In our examination, we have assumed the genuineness of all signatures, including endorsements, the legal capacity and competency of all natural persons, the authenticity of all documents submitted to us as originals, the conformity to original documents of all documents submitted to us as facsimile, electronic, certified or photostatic copies, and the authenticity of the originals of such copies.  As to any facts relevant to the opinions stated herein that we did not independently establish or verify, we have relied upon statements and representations of officers and other representatives of the Company and others and of public officials.

 

In making our examination of executed documents, we have assumed that the parties thereto, other than the Company, had or will have the power, corporate or other, to enter into and perform all obligations thereunder and have also assumed the due authorization by all requisite action, corporate or other, and the execution and delivery by such parties of such documents and the validity and binding effect thereof on such parties.  The opinion set forth below is subject to the following further qualifications and assumptions that:

 

(a)         the Plan Shares will be issued in accordance with the terms of the Plan;

 



 

(b)         each award agreement setting forth the terms of each grant of stock options or other awards under the Plan (each an “Award Agreement”) is consistent with the Plan and has been duly authorized and validly executed and delivered by the parties thereto;

 

(c)          the consideration received by the Company for each Plan Share delivered pursuant to the Plan shall not be less than the par value of the Common Stock; and

 

(d)         the registrar and transfer agent for the Common Stock will duly register such issuance and countersign the stock certificates evidencing such Plan Shares and such stock certificates will conform to the specimen certificate examined by us.

 

Members of our firm are admitted to the practice of law in the State of Illinois, and we do not express any opinion as to the laws of any jurisdiction other than Delaware corporate law and we do not express any opinion as to the effect of any other laws on the opinions stated herein.
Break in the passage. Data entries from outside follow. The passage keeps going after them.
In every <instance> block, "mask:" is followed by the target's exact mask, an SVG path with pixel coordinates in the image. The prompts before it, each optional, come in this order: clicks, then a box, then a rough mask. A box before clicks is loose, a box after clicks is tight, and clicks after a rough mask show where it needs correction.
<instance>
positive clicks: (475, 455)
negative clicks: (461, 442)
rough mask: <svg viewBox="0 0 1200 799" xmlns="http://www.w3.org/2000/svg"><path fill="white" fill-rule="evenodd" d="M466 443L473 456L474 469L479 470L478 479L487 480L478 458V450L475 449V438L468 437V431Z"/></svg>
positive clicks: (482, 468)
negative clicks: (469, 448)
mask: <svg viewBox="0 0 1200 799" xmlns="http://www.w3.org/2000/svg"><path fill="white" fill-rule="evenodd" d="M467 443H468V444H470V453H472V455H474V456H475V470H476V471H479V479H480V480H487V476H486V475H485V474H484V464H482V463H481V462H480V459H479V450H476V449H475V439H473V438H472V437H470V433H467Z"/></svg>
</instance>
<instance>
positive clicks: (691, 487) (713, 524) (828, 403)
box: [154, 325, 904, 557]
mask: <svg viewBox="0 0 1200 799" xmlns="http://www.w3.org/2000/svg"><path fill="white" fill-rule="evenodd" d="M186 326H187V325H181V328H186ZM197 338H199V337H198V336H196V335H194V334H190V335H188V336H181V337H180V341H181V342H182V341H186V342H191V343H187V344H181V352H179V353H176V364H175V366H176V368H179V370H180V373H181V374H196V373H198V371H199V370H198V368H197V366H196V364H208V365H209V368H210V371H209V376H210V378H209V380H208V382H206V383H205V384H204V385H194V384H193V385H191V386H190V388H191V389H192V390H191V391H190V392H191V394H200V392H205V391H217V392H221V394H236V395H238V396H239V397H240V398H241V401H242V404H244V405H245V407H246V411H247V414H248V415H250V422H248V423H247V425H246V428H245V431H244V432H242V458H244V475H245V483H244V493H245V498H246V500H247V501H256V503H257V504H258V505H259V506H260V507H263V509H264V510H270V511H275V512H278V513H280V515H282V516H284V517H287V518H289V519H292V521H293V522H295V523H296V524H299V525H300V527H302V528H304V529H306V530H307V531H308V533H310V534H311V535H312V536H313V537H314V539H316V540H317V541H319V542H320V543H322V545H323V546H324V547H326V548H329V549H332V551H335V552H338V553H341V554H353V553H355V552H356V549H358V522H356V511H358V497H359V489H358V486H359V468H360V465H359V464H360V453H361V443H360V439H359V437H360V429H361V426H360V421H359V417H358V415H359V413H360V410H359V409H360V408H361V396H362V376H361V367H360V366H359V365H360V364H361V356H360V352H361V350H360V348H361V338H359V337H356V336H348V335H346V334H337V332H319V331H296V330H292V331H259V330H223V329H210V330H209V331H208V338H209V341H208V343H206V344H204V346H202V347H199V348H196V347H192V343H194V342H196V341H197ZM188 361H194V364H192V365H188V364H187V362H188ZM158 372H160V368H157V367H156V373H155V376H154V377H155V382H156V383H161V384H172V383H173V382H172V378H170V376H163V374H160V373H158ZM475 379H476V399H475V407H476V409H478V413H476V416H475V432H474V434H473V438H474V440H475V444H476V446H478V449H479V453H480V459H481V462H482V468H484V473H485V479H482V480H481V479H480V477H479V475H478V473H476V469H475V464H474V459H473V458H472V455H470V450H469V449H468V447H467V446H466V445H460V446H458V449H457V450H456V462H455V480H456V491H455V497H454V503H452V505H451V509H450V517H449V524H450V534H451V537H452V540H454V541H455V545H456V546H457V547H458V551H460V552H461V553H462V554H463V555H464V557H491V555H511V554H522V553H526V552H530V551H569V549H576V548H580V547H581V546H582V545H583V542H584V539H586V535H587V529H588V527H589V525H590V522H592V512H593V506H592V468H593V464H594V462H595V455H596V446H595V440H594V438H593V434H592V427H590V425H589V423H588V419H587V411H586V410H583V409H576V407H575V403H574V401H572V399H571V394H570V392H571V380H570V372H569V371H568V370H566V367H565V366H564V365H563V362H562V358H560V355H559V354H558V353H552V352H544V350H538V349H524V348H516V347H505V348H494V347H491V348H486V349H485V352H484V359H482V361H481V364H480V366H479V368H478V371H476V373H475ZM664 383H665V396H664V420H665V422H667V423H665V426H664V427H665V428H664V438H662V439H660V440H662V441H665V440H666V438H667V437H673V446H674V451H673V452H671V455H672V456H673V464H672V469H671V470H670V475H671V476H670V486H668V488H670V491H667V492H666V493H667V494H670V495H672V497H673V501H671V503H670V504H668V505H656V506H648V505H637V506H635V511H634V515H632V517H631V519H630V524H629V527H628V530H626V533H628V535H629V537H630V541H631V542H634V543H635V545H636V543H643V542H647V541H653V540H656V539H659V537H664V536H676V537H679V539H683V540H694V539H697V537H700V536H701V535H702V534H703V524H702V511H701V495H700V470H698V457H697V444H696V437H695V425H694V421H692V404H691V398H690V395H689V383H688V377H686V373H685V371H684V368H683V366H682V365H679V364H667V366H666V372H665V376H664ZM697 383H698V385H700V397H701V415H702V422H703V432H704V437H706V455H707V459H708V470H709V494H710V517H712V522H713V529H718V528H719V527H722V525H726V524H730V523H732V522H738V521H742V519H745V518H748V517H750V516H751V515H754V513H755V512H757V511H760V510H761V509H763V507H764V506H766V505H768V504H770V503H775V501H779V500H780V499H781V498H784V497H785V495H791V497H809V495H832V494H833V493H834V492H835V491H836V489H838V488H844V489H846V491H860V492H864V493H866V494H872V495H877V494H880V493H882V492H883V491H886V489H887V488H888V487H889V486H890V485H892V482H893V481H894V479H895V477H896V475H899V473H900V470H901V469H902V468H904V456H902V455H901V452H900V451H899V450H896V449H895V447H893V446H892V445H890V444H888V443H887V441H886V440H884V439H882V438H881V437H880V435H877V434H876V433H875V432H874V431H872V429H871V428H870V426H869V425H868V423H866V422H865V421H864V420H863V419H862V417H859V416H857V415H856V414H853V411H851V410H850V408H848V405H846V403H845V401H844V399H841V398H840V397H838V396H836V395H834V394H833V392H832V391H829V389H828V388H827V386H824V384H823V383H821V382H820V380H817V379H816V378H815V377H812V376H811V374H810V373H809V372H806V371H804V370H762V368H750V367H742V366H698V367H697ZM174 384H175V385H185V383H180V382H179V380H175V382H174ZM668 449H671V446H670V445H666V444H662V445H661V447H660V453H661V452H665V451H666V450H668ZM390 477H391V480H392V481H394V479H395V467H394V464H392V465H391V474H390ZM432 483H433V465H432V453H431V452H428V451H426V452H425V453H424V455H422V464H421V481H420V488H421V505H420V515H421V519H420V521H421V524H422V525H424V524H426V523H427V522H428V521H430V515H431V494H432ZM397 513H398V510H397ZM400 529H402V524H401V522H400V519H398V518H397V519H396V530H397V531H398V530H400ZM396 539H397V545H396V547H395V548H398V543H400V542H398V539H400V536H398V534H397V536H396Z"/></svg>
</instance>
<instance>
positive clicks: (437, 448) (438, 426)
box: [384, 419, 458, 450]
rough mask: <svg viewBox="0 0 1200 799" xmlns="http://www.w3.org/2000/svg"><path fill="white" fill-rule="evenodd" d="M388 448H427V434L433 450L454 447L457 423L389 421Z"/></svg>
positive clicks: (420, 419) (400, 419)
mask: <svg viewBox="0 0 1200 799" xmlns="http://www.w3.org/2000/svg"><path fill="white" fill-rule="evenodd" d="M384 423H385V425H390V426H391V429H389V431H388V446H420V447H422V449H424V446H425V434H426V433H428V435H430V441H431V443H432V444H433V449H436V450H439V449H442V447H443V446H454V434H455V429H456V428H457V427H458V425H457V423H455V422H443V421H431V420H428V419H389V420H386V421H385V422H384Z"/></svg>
The Plan Shares may be issued from time to time under the Plan and this opinion is limited to the laws as in effect on the date hereof, which laws are subject to change with possible retroactive effect.

 

Based on and subject to the qualifications and assumptions stated herein, we are of the opinion that the Plan Shares have been duly authorized for issuance by the Company and, when issued, delivered and paid for in accordance with the terms and conditions of the Plan and any applicable Award Agreement, the Plan Shares will be validly issued and, subject to the restrictions imposed by the Plan and any such Award Agreement, fully paid and non-assessable.

 

We hereby consent to the filing of this opinion with the Commission as an exhibit to the Registration Statement.  We also consent to the reference to our firm under the caption “Item 5. Interests of Named Experts and Counsel” in the Registration Statement.  In giving this consent, we do not thereby admit that we are included in the category of persons whose consent is required under Section 7 of the Act or the rules and regulations of the Commission. This opinion is expressed as of the date hereof unless otherwise expressly stated, and we disclaim any undertaking to advise you of any subsequent changes in the facts stated or assumed herein or of any subsequent changes in applicable laws.